Die Idee ist natürlich nicht schlecht, denn das Spiel soll ja so real wie nur möglich rüber kommen. Jetzt denk aber mal über die folgende Situation als Bsp. nach:
Die Orks wollen ein Keep der Zwerge in Tier 4 einnehmen um dann die große Schlacht um die Hauptstadt zu beginnen. Die Mauern bzw die Tore sind fast eingerissen, alle sind bereit für den großen Ansturm, hunderte von Spielern warten auf den Startschuss mit dem das große Gemetzel beginnt. Hier und da wird gekämpft, und da die Zwerge nicht dumm sind, zerstören sie erstmal schön die Belagerungswaffen. Nun soll es aber weiter gehn! Aber dann kommt die Nachricht, leider gibt es keine Belagerungswaffen mehr, die nächsten kommen erst in 2 Tagen 


			Dieser Inhalt steht nur eingeloggten Mitgliedern zur Verfügung.
        

 Und das wars mit dem tollen Keep raid und vllt mit der gesamten Campain. Wäre das nicht einwenig frustrierend einen ganzen Schlachtzug abzublasen nur weil die Kriegsmaschinerie ausgegangen ist und die nächste erst in den nächsten paar Tagen bereit steht?

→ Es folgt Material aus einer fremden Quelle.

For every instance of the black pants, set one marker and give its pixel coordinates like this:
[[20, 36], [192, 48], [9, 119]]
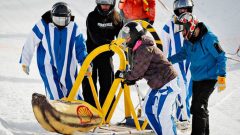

Die Idee ist gut, nur ist sie nicht richtig durchdacht. Um solchen Situationen vorzubeugen könnte man z.B. ein System einführen, indem mehrer Spieler an EINEM Gegenstand, Belagerungswaffe etc. arbeiten. Somit könnte die Bauzeit verringert werden.
Was dann noch super wäre wenn Spieler die nicht auf der Skillung des Baumeisters(der jenige der z.B. ein besonderes Schwert oder das Katapult xy herstellen kann)sind, ihm aber trotzdem helfen und dadürch ein paar "Erfahrungspunkte"bei dem jeweiligen Beruf abgreifen können. Natürlcih müssten sie dann den selben Berufszweig eingeschlagen haben.

Und so ewtas würde für PvE Spieler eine nette Abwechslung sein, um auf die geschilderte Situation zurück zu kommen. An der Front fehlt es an Belagerungswaffen! Alle Leute die PvE Spielen, nicht aktiv am Schlachtzug beteiligt sind, werden so mit eingebunden. Denn wenn diese sich schnell zusammen finden und neue Belagerungswaffen herstellen und an die Front schicken, wird das Gefühl der dazugehörigkeit verstärkt.
Denn durch ihre Aktion konnten sie den Schlachtzug noch retten, und es kann weiter gehn. So bekommt man auch als PvE Spieler das Gefühl aktiv in den Konflikt eingreifen zu können.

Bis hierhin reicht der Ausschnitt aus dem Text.